Mme Daphné Ract-Madoux .  - (Applaudissements sur les travées du groupe UC) Arpajon, Athis-Mons, Bondoufle, Chilly-Mazarin, Corbeil-Essonnes, Dourdan, Draveil, Épinay-sous-Sénart, Étampes, Évry-Courcouronnes, Fleury-Mérogis, Gif-sur-Yvette, Grigny, Juvisy-sur-Orge, Les Ulis, Lisses, Massy, Saint-Germain-lès-Corbeil, Saint-Michel-sur-Orge, Sainte-Geneviève-des-Bois, Savigny-sur-Orge, Vigneux-sur-Seine ou Viry-Châtillon...

Ce n'est pas un cours de géographie essonnienne, mais une liste non exhaustive des communes de mon département touchées par les émeutes. Rien n'excuse les dégradations, les violences, les attaques contre des institutions qui sont le ciment de notre République. J'ai une pensée pour les élus et les agents de la mairie de Dourdan, les enfants qui ont vu leur école saccagée à Viry-Châtillon, les usagers de la maison de quartier d'Évry-Courcouronnes et les citoyens qui ont vu leurs commerces pillés et détruits.

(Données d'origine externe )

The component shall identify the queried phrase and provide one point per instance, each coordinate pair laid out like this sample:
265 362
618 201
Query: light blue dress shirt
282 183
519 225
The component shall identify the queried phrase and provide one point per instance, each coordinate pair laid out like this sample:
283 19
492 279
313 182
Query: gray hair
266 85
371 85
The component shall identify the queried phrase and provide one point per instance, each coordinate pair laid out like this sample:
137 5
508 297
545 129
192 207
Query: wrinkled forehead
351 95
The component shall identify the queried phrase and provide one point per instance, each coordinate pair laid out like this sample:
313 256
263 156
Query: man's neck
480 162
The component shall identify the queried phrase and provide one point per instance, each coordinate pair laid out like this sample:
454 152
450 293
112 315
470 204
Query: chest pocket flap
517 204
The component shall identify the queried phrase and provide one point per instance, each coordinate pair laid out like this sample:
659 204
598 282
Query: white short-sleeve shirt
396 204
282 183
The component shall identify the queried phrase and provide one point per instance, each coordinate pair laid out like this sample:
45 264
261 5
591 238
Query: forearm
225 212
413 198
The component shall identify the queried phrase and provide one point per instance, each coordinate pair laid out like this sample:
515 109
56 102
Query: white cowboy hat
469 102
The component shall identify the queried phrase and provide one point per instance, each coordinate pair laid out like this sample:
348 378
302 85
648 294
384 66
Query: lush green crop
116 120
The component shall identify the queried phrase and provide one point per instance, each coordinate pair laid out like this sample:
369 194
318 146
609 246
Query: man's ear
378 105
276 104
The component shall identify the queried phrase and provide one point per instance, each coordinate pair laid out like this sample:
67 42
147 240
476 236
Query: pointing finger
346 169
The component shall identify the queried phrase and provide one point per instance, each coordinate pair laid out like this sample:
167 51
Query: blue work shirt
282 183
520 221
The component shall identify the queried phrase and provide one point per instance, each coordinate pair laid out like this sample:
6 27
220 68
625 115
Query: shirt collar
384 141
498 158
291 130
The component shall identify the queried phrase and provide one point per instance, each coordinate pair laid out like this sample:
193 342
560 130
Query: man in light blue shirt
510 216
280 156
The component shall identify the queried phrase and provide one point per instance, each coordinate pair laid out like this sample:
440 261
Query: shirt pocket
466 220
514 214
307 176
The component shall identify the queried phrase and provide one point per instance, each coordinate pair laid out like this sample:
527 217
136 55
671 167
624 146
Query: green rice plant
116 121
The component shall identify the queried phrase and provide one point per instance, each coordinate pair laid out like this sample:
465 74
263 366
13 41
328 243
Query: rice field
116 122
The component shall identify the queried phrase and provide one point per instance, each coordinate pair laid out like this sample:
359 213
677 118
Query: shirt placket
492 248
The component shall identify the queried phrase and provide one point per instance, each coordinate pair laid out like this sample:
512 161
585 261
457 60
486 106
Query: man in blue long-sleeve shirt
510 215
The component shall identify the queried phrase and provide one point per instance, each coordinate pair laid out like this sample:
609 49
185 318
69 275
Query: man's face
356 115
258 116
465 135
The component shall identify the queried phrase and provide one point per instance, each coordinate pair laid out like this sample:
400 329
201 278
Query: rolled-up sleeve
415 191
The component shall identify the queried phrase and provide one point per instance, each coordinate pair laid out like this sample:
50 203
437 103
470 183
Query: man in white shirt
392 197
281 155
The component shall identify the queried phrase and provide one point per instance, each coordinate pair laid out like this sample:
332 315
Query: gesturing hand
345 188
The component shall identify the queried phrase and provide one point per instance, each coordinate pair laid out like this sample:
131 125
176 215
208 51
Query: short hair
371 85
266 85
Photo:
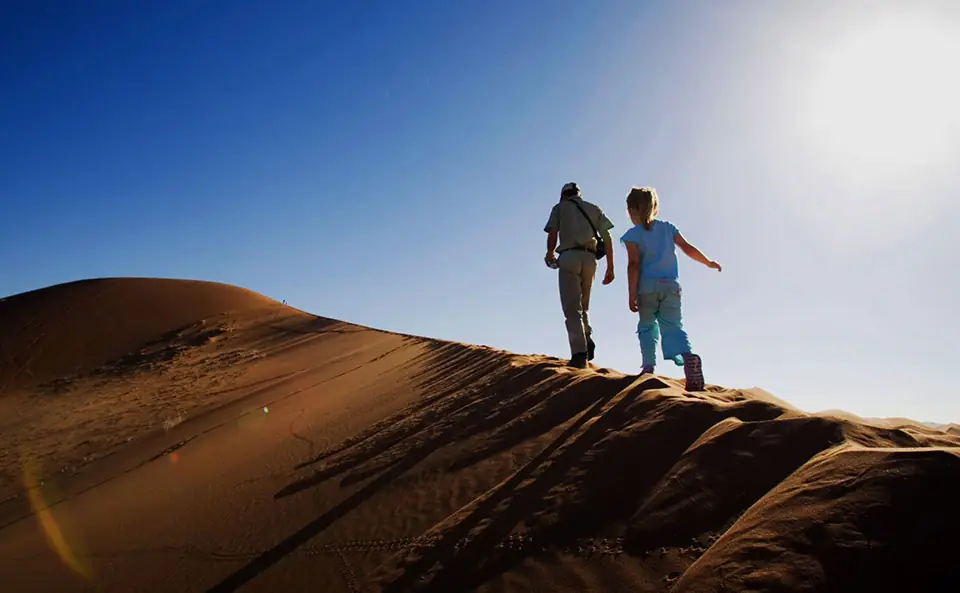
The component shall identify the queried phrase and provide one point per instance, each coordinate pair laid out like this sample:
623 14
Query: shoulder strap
585 216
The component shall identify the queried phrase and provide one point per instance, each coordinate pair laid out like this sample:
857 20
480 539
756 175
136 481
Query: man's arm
604 225
551 245
694 253
608 245
633 275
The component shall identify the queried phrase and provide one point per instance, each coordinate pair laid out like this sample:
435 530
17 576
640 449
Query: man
577 264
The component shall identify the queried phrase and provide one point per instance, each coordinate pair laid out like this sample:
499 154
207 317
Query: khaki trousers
576 271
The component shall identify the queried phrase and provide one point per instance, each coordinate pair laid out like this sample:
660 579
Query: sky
393 164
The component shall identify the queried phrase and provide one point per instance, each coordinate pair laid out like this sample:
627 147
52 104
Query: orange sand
167 435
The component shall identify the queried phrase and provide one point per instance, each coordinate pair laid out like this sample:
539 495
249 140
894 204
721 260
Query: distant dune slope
75 327
295 445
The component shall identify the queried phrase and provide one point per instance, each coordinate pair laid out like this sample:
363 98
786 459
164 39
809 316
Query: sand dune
164 435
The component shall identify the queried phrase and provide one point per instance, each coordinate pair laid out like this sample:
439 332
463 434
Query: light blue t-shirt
658 254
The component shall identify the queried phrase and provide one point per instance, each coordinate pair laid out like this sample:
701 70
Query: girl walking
652 275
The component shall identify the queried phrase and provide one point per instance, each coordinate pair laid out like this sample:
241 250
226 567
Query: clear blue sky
393 164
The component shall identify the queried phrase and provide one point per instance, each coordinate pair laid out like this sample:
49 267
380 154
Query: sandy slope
234 444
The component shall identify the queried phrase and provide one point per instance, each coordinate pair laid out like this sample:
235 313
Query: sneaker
693 371
579 360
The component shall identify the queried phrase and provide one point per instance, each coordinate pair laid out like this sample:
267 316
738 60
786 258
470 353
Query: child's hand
608 277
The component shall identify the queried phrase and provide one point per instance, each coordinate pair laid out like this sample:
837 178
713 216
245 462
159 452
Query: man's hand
608 277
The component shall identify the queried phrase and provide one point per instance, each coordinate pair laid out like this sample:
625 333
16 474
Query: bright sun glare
886 100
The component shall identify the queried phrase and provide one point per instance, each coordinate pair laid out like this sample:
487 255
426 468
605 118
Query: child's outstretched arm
694 253
633 275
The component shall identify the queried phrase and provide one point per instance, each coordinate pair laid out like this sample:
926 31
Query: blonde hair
643 205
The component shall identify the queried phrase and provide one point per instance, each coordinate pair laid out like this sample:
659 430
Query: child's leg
675 340
648 330
676 344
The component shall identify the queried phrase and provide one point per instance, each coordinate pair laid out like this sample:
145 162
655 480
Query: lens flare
52 530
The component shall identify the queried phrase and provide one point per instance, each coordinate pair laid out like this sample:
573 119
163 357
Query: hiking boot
578 360
693 371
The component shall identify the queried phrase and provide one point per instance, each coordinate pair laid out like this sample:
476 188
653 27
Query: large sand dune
164 435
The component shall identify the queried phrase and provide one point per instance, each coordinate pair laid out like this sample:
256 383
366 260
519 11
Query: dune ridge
404 463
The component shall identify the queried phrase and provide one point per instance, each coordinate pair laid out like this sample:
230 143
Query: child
654 291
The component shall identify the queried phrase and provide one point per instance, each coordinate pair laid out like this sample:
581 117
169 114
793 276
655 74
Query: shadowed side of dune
75 327
851 520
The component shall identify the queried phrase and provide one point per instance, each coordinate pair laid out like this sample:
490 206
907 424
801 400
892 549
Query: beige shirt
573 227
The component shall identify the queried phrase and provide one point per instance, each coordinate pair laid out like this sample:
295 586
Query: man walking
572 231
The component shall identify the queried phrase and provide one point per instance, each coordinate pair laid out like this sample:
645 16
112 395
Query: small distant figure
583 233
654 290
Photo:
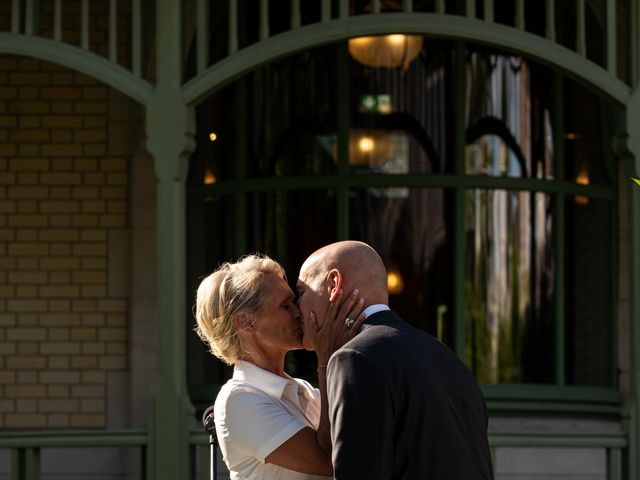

Nous avons vu des pompiers encerclés, des policiers municipaux assiégés, des élus agressés. Tirons les enseignements de ces événements. Prenons le temps du débat et de l'échange. La gravité de ces événements ne doit être ni ignorée ni minimisée.

Le coût inédit des dégradations, mis en lumière par Françoise Férat, rendait ce texte nécessaire. Je salue le recours aux ordonnances, qui laissera à l'État le temps de consulter largement et de prendre les mesures adéquates pour l'accompagnement de chacun.

J'appelle à réfléchir aux causes de ce développement de violences. Une mission sénatoriale d'enquête ou d'information semble nécessaire.

Au-delà de la reconstruction matérielle, il faut que notre démocratie transforme la conflictualité brûlante de ces émeutes en ferment pour rebâtir de solides fondations républicaines dans nos communes. Les symboles de notre République ne doivent pas être des cibles de destruction, mais des facteurs de rassemblement. (Applaudissements sur les travées du groupe UC et du RDPI)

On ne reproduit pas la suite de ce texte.